Animal shelter conditions raise concerns

C. Todd Sherman | Daily Journal The Tupelo-Lee County Humane Society does not meet city codes, according to board president Moe Bristow.

C. Todd Sherman | Buy at
The Tupelo-Lee County Humane Society does not meet city codes, according to board president Moe Bristow.

By Robbie Ward

Daily Journal

TUPELO – The president of Tupelo-Lee Humane Society’s board of directors said Tuesday she doesn’t believe the city of Tupelo-owned building where the animal shelter operates meets city codes and has requested code inspectors evaluate the facility.

This comes just days after the organization’s executive director for six years departed from her position after a “mutual decision” between her and the board.

Moe Bristow, president of TLHS’ board of directors, stressed that executive director Debbie Hood leaving had nothing to do with problems at the South Gloster Street shelter.

“We just decided to take it in a new direction,” Bristow said. “Debbie worked hard in the last six years.”

Bristow said the Tupelo nonprofit will conduct a national search to find a new executive director. In the meantime, Summer Knight stepped down from the board to assume role of interim executive director.

While maintaining daily operations at the animal shelter, the Tupelo-Lee Humane Society has a goal of opening a larger, improved facility on donated property along Cliff Gookin Boulevard. So far, the organization has raised about $620,000 toward a new facility, which has been estimated to cost up to $4 million.

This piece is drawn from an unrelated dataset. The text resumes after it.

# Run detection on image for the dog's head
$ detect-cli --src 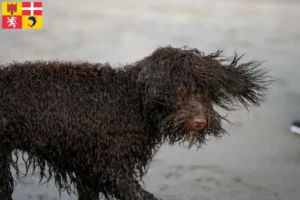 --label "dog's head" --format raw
[136,46,270,146]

Bristow said Tuesday that existing conditions at the current shelter create a challenge to focus on daily operations and fundraising for a new location. The building’s roof leaks, its air conditioning unit leaks into the walls, the drainage system is in bad shape and there are plumbing and electrical concerns, she said.

Bristow said she’d requested a city of Tupelo code inspector evaluate to property and determine the extent of work needed at the city-owned building. Don Lewis, Tupelo chief operations officer, said he wasn’t aware of the request but would look into it.

Late Tuesday, Bristow said in a news release the shelter looks forward to working with the city “to make our shelter safer for both employees and the animals.”

TLHS receives $175,000 annually through a contract with the city of Tupelo to provide animal control services.